The desire to belong to, and be part of something bigger than ourselves is a basic human instinct. With research showing that over the span of their career, the average person spends nearly 116,000 hours at work, it should be no surprise that corporate culture, no matter the size of your business is important.
Employees who feel a sense of belonging to their company and their work have more purpose, drive, get involved more and give more discretionary effort. In fact, studies show that as much as half the difference in profit between organisations can be attributed to culture.
But still a third of UK employees leave their job because of poor culture, costing the economy £23.6 billion a year. In addition, the full impact of remote working on company culture during the pandemic is yet still to realised. Whilst some people have never felt closer, WFH has left others feeling isolated and disengaged.

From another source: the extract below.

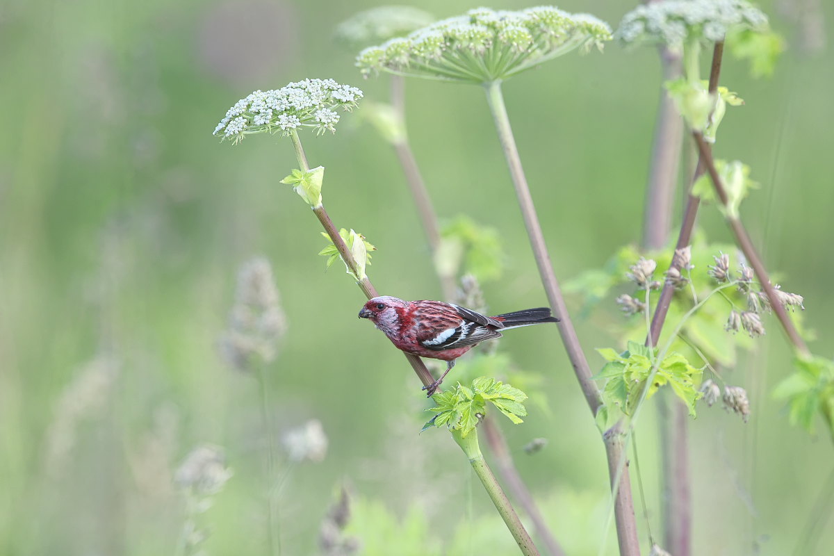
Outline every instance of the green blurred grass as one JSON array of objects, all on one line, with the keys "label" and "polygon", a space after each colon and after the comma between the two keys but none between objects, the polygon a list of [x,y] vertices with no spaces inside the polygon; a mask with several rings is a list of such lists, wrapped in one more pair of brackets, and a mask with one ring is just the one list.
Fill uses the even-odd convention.
[{"label": "green blurred grass", "polygon": [[[363,300],[338,266],[324,272],[314,254],[324,244],[317,223],[278,183],[294,166],[289,143],[258,137],[232,148],[211,136],[237,98],[306,77],[333,77],[360,86],[367,98],[384,98],[386,79],[362,83],[349,54],[330,38],[336,23],[372,4],[271,4],[294,22],[297,40],[256,57],[263,68],[252,77],[230,77],[228,66],[224,74],[206,60],[206,44],[234,51],[242,40],[232,28],[206,38],[219,5],[11,2],[0,12],[0,553],[173,551],[181,500],[166,473],[204,441],[224,446],[236,472],[209,512],[209,551],[263,548],[256,385],[226,368],[216,348],[237,268],[259,253],[274,265],[290,323],[273,368],[281,428],[318,418],[331,442],[327,459],[295,468],[282,491],[286,553],[313,553],[332,492],[346,478],[400,510],[430,502],[440,536],[454,524],[445,516],[465,521],[470,513],[437,491],[460,493],[472,515],[494,513],[444,434],[416,436],[424,408],[416,381],[381,334],[357,323]],[[423,7],[444,17],[472,6]],[[615,25],[627,9],[600,1],[560,7]],[[771,3],[766,8],[776,13]],[[830,28],[834,14],[823,8]],[[795,38],[794,28],[773,19]],[[762,183],[743,216],[756,240],[766,239],[769,266],[805,295],[807,323],[821,338],[814,348],[830,356],[828,54],[791,50],[776,77],[762,81],[728,61],[721,81],[747,103],[726,118],[719,151],[750,164]],[[568,56],[506,84],[563,279],[639,237],[657,65],[651,49],[626,53],[612,44],[604,55]],[[541,303],[482,92],[414,82],[408,96],[413,146],[440,216],[469,213],[504,239],[510,270],[486,285],[490,305],[503,311]],[[436,298],[392,153],[369,128],[350,128],[349,119],[334,137],[304,138],[311,163],[327,167],[331,215],[379,248],[371,276],[382,291]],[[703,212],[701,223],[716,240],[729,239],[714,210]],[[761,553],[786,553],[830,470],[827,441],[789,427],[768,395],[789,371],[775,323],[769,330],[761,353],[732,375],[756,393],[751,423],[743,427],[713,408],[691,427],[698,553],[746,552],[763,536]],[[593,321],[580,323],[579,333],[589,353],[611,341]],[[552,335],[530,329],[502,348],[522,368],[545,373],[550,402],[550,414],[534,410],[523,427],[506,428],[515,449],[536,436],[550,440],[535,458],[518,455],[522,474],[556,506],[572,496],[558,493],[604,503],[601,445]],[[80,419],[72,449],[52,473],[49,431],[61,417],[62,395],[100,356],[118,362],[115,378],[98,409]],[[367,403],[371,398],[382,407]],[[168,422],[166,414],[173,416]],[[380,418],[389,414],[400,416],[393,429]],[[641,449],[656,518],[652,418],[644,418]],[[570,534],[570,523],[560,520],[560,528]],[[821,545],[832,540],[829,528]]]}]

Turnover is expensive and as the UK starts to face a workforce crisis with the ripple effects of Brexit and an ageing workforce, it will be culture that helps businesses win the war for talent – attracting and retaining the best people, in what may become a limited talent pool.
So, what is corporate culture and how can you get it to work in your business?
Defined in the dictionary as the beliefs and ideas that a company has and the way in which they affect how it does business and how its employees behave, or put more simply, it’s the behaviours you use and the way you do things. The shared values in how you treat each other and your clients.
Developing the right corporate culture is often on the agenda, but not in the budget as companies struggle to define whose responsibility it is. But in reality it doesn’t fit into a specific function, rather it is the responsibility of senior managers to exhibit and use the behaviours that they want their corporate culture to reflect.
Recent research by Dale Carnegie identified Culture Champions – management figures in organisations who are exceeding financial goals, low turnover and high employee engagement scores.
They discovered that these culture champions hold unique attitudes and beliefs about company culture, taking action to reinforce the things that work and changing the things that don’t.
The specific common behaviours they shared proved to be a critical element in their success.